En realidad, teníamos pendiente una conversación interminable, una crónica que abarcaba casi cuarenta años. ¿Y si aquel restaurante, con sus luces de neón y su olor a fritura era el marco que necesitábamos?
Louise continuó hablando de su vida. Hubo un tiempo en que soñó con ser escaladora. Cuando le pregunté por qué, me respondió que porque tenía miedo a las alturas.
– ¿Tiene eso algún sentido? ¿Colgarse para trepar por escarpadas laderas cuando, en realidad, te asusta subirte a una escalera?
– Pensé que le sacaría más partido que quienes no sufren vértigo. Lo intenté en una ocasión, en Laponia. No era una montaña muy escarpada. Pero mis brazos no eran lo bastante fuertes.

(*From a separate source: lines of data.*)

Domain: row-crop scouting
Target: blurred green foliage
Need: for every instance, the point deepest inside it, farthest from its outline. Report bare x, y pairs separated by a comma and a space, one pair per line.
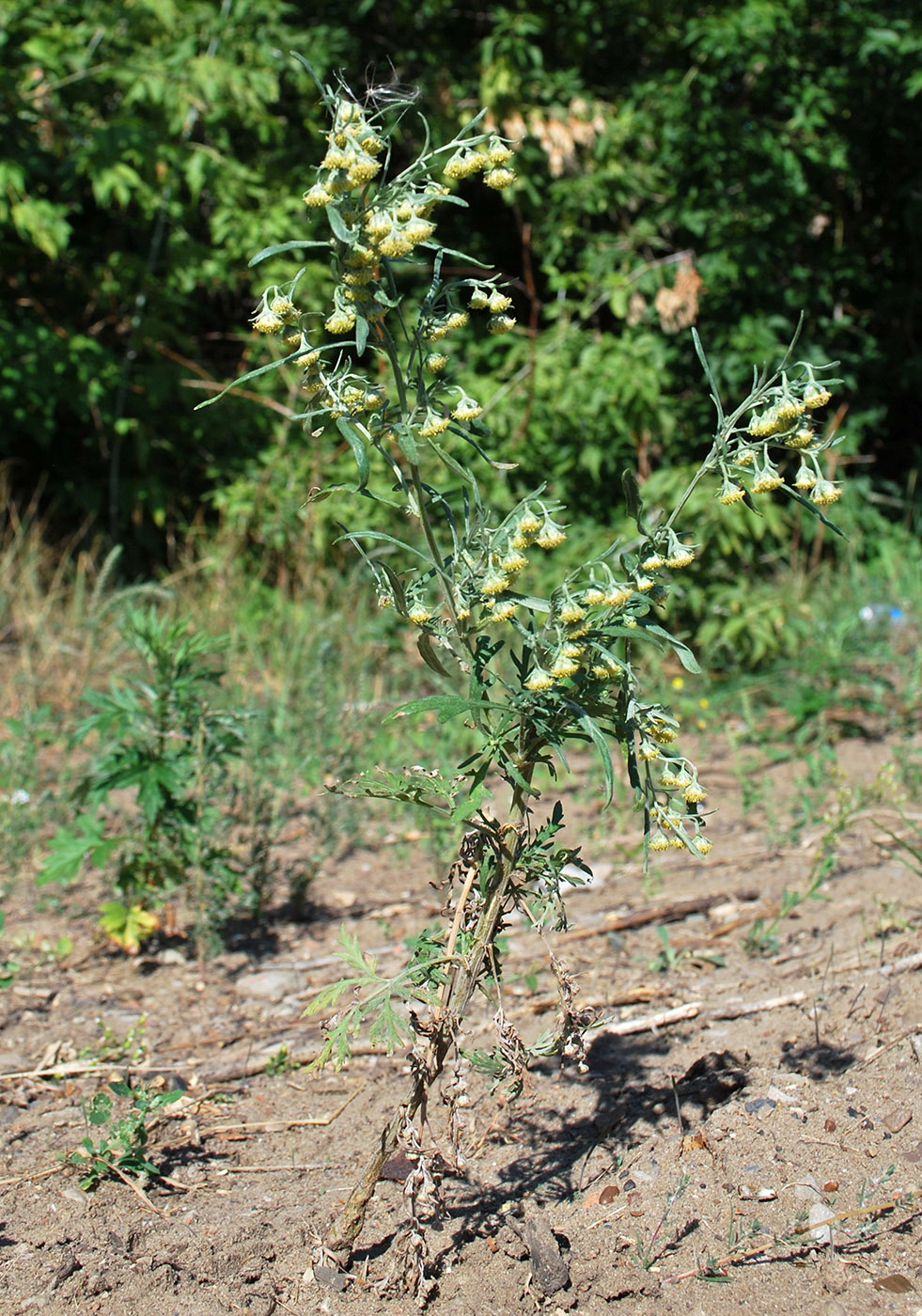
727, 164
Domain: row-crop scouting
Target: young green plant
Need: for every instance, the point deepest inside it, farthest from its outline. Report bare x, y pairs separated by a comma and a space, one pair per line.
527, 670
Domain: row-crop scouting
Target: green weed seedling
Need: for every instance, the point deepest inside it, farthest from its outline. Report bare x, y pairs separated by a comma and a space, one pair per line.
8, 967
129, 1049
167, 737
120, 1149
529, 655
646, 1249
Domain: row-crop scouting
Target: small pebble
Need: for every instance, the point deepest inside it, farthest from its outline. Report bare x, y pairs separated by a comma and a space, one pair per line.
898, 1119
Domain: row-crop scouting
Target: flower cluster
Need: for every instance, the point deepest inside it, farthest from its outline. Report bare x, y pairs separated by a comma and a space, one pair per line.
781, 418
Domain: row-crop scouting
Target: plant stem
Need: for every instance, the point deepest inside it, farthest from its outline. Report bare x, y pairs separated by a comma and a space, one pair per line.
453, 1007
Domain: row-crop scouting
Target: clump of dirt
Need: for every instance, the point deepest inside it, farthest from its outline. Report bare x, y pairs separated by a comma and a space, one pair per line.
747, 1129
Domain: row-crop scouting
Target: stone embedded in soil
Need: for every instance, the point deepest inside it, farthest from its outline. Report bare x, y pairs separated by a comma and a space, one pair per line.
271, 984
817, 1217
898, 1119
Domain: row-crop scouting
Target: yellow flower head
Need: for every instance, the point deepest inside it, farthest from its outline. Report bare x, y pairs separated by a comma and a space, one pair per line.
493, 583
550, 537
341, 321
434, 424
500, 324
539, 680
503, 609
814, 395
497, 302
499, 178
317, 196
825, 493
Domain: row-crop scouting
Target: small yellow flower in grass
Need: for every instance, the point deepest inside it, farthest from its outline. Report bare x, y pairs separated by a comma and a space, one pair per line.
539, 680
418, 230
434, 424
352, 399
503, 609
788, 410
497, 151
284, 308
664, 734
499, 178
513, 562
266, 321
730, 494
493, 583
571, 612
525, 529
341, 321
683, 556
563, 667
497, 303
500, 324
378, 224
463, 164
363, 170
814, 395
467, 410
317, 196
825, 493
550, 536
395, 245
766, 424
767, 479
336, 158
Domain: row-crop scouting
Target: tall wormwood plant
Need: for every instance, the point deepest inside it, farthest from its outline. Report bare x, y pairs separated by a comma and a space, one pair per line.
526, 671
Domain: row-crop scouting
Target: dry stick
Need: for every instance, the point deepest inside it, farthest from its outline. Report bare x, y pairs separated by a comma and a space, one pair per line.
652, 1022
667, 911
886, 1046
737, 1010
266, 1168
463, 980
790, 1240
280, 1125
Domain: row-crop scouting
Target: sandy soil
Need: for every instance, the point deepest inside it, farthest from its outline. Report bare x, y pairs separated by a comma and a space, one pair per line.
685, 1149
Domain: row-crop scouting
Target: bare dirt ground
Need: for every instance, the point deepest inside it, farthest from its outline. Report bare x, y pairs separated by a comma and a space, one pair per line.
780, 1089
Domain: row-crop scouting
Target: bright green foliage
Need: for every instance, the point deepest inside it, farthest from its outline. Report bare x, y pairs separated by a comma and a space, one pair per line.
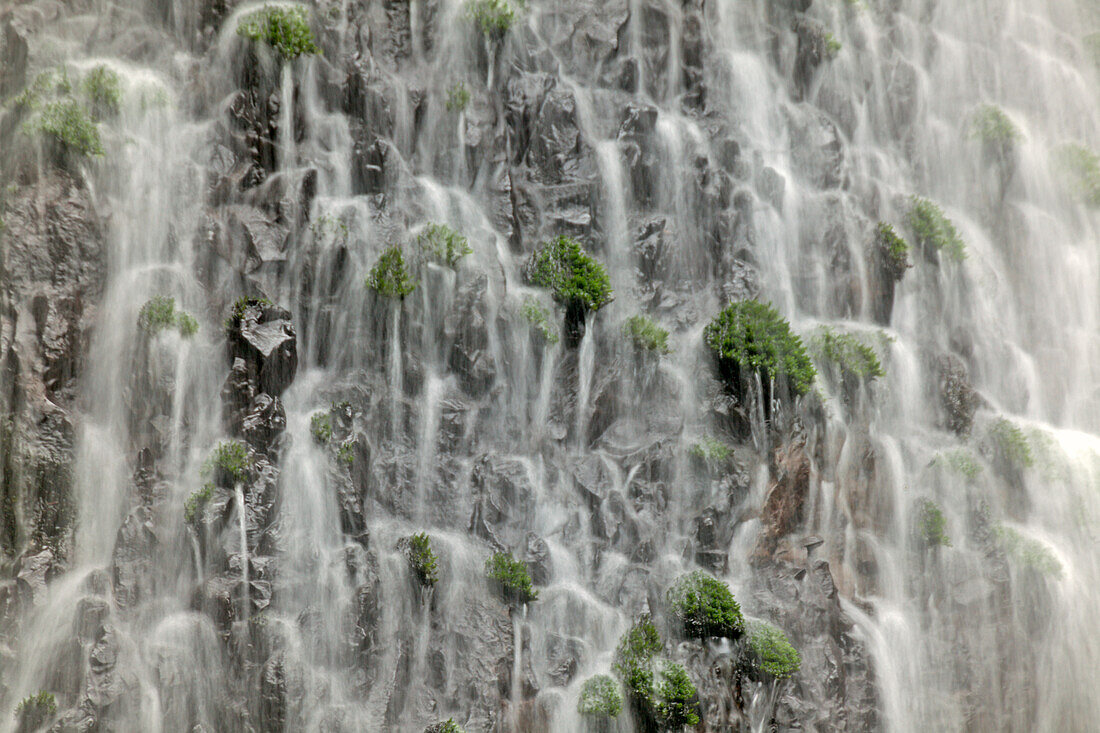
959, 460
705, 606
1080, 167
539, 317
894, 250
847, 352
320, 426
1026, 551
389, 277
494, 18
458, 97
770, 652
600, 697
931, 524
573, 276
710, 449
674, 698
105, 93
512, 577
160, 313
931, 228
422, 560
756, 338
1011, 442
990, 124
286, 30
646, 334
231, 459
197, 501
443, 243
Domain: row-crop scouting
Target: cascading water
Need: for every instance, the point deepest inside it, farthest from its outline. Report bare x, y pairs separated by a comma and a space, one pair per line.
210, 531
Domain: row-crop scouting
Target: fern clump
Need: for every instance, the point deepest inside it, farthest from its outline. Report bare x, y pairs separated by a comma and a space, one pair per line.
750, 338
646, 334
932, 229
422, 560
705, 608
391, 277
512, 579
284, 29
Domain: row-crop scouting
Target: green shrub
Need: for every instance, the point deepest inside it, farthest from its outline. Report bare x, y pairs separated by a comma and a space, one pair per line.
847, 352
931, 524
893, 250
932, 229
1026, 551
422, 560
443, 243
512, 579
1080, 168
320, 426
991, 126
770, 654
102, 89
284, 29
389, 277
574, 277
600, 697
1011, 442
750, 337
197, 501
539, 317
646, 334
711, 449
229, 461
160, 313
458, 97
705, 606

Así que abandoné mi sueño de escaladora entre el brezo de aquellas rocas. Aproximadamente a la altura de Sundsvall, dejé de llorar la pérdida de mi sueño y decidí sustituirlo por el de aprender a hacer juegos malabares.
– ¿Y qué tal te fue?
– Aún soy capaz de mantener en el aire tres bolas a la vez durante bastante tiempo. O tres botellas. Pero nunca llegué a ser tan buena como pretendía.
Esperé a que continuase. Alguien abrió la chirriante puerta del restaurante y una corriente de aire frío se coló antes de cerrarla de nuevo.
– Creí que jamás encontraría lo que buscaba -confesó-. Entre otras razones, porque jamás supe exactamente qué quería. O tal vez sea más apropiado decir que sabía lo que quería pero, también, que no lo encontraría jamás.
– ¿Un padre?
Louise asintió.
– Intentaba encontrarte en mis juegos. Cada undécimo hombre con el que me cruzaba por la calle, era mi padre. Al trenzar una corona de flores en la noche de San Juan, no soñaba con quién sería el hombre de mi vida. En cambio, me dediqué a trenzar una cantidad infinita de coronas de flores con el deseo de verte. Pero tú no aparecías nunca. Recuerdo una ocasión en que me encontraba en una iglesia en cuyo altar había un cuadro que representaba a Cristo flotando en el aire y rodeado de un resplandor que surgía desde sus pies. Dos soldados romanos se arrodillaban atemorizados por haberlo clavado en la cruz. De repente tuve la certeza de que tú eras uno de esos soldados. Tu rostro sería como el suyo. De modo que la primera vez que te vi llevabas la cabeza cubierta por un yelmo.